先日久しぶりにJリーグのゲームを2試合見ることができました。その2試合とは「川崎フロンターレvs F C町田ゼルビア」、「サンフレッチェ広島vsジュビロ磐田」になります。






この2試合は現在J1で優勝を争う2チームが関わるゲームです。この2試合の特徴として、2試合とも「ミラーゲーム」になっていたというところではないかなと感じています。






「ミラーゲーム」とは同じシステムを採用しており、マンツーマン気味でお互いマッチアップする相手が決まるというところに特徴がある試合という意味で私は使っています。






例えば広島vs磐田は3−4−3同士のマッチアップ。磐田は普段採用しているシステムとは違ったシステムを採用し所謂(いわゆる)「広島対策」を取っていました。






もう一つの町田vs川崎は4−4−2同士のミラーゲーム。4−2−4気味でプレスをかける町田に対して川崎がどのように対応するかを私は一つのみどころとしていました。






このミラーになる形は4−4−2を採用することが多い育成年代によく見られる傾向であったり(ジュニア年代の3−3−1も似たような印象)、以前日本サッカー協会からも「育成年代は4−4−2を推奨」みたいな雰囲気があった事もあり多く見られていました。






一つの考えとしては非常に良くわかると思っています。個人やグループで相手を外して攻撃をしていく、個でもしっかりと守れるようにという考えは非常に大切な考えだと思っています。一方で、能力の差がはっきりと出やすい噛み合わせだとも思っています。

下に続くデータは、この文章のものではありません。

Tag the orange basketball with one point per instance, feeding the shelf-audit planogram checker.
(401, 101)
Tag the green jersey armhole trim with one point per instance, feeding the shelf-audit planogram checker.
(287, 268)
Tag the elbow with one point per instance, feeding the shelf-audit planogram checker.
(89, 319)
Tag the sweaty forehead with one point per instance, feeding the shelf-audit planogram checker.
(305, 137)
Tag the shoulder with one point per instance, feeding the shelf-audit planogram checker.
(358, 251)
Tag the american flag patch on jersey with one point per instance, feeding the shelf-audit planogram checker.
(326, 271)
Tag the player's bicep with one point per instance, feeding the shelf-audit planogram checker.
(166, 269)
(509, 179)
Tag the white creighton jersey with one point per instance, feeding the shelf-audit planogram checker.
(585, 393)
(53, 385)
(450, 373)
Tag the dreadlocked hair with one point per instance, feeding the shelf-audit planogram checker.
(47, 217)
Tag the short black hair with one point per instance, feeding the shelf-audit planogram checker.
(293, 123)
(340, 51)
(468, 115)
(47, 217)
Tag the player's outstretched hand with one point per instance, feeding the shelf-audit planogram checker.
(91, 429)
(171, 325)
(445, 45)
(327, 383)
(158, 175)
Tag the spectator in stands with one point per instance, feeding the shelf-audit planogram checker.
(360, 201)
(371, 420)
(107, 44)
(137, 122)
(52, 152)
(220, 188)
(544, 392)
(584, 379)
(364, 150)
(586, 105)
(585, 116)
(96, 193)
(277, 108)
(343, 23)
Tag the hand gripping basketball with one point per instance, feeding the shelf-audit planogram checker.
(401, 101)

私が以前率いていたチームは、基本的に個の力で劣ってしまう選手たちと共に戦っていました。よって相手との噛み合わせをなるべくズラして+1をさまざまなゾーンで作りながら試合を進める、というところに比重を置いていたのでこのミラーゲームを体験することはほぼありませんでした。(意図的にそうならないようにしていたためでもありますが。)






だからこそ、この2ゲームを続けて見ているとある意味新鮮な感覚が蘇ってきました。






どちらのゲームも手堅い試合運びとなったということと、個で勝るところで勝負をしていくというところが多く見られるゲーム展開となっていました。特に広島vs磐田はその色が顕著に出ており得点はセットプレーからというゲーム展開でした。

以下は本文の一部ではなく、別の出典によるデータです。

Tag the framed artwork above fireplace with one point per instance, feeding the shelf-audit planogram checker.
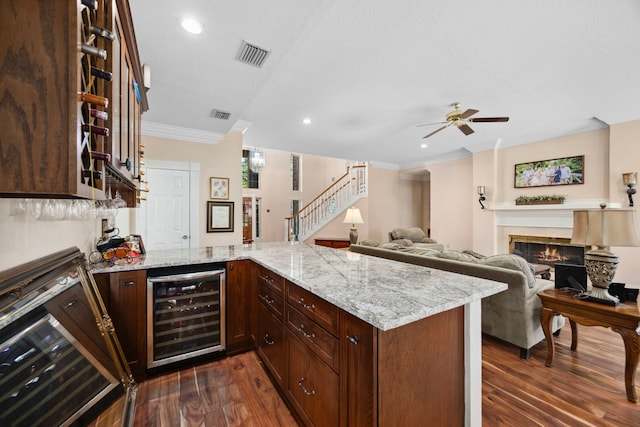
(551, 172)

しかし、よく見ていくと、川崎はミラーゲームから意図的にポジションを変化させてうまく町田の守備陣にマトを絞らせないような立ち位置に変化していました。そして広島も同様にポジションを変えながら意図的にボールを保持することをしていました。





ミラーゲームでは如何にして「意図的なズレ」を作るか、指導者の手腕が問われるものでありそこが面白いと個人的には考えています。





今回の記事が【意図的なズレ】を考えるきっかけとなれば幸いです。